Background—Endoscopic sphincterotomy has been shown to inhibit stone formation in the gall bladder of experimental animals.

Aims—To investigate the alterations in bile composition and gall bladder motility after endoscopic sphincterotomy.

Patients—A study was performed of gall bladder bile composition and gall bladder motility in patients with gallstone disease ((n = 20; age 40–60 years, median age 55 years: seven men), with gall bladder calculi (n = 12) and with diseased gall bladder (chronic inflammation) without gall bladder calculi (n = 8)), who had received endoscopic sphincterotomy for common bile duct stones. Age and sex matched disease controls comprised 20 patients with gallstone disease but without stones and an intact sphincter of Oddi (with gall bladder calculi (n = 10) and diseased gall bladder without gall bladder calculi (n = 10)).

Methods—Gall bladder motility was assessed by ultrasound. Duodenal bile collected by nasoduodenal tube after stimulation of gall bladder by intravenous ceruletid infusion was analysed for cholesterol, phospholipid, and bile acid concentrations, cholesterol saturation index, and nucleation time.

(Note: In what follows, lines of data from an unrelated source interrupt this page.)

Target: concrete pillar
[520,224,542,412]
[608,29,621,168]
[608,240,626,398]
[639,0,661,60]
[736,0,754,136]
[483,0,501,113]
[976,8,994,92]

Results—There was a significant reduction in mean (SEM) fasting volume (12.5 (1.7) ml v 26.4 (2.5) ml; p<0.001) and mean (SEM) residual volume (4.34 (0.9) ml v14.7 (0.98) ml; p<0.001), and increase in mean (SEM) ejection fraction (65.7 (4.2)% v 43.6 (5.52)%; p<0.001) and mean (SEM) rate constant of gall bladder emptying (−0.031/min v−0.020/min; p<0.01) in patients who had been subjected to endoscopic sphincterotomy. Median nucleation time was significantly longer (17 days v 6 days; p<0.006) in treated patients. There was a reduction in total mean (SEM) lipid concentrations (6.73 (0.32) g/dlv 7.72 (0.84) g/dl; p<0.05), cholesterol (5.6 (1.5) mmol/l v 10.3 (2.23) mmol/l; p<0.001) and CSI (0.72 (0.15) v 1.32 (0.31); p<0.001). There was no significant change in mean (SEM) phospholipid (25.6 (3.5) mmol/l v23.4 (6.28) mmol/l) and bile acid (93.7 (7.31) mmol/l v105.07 (16.6) mmol/l) concentrations.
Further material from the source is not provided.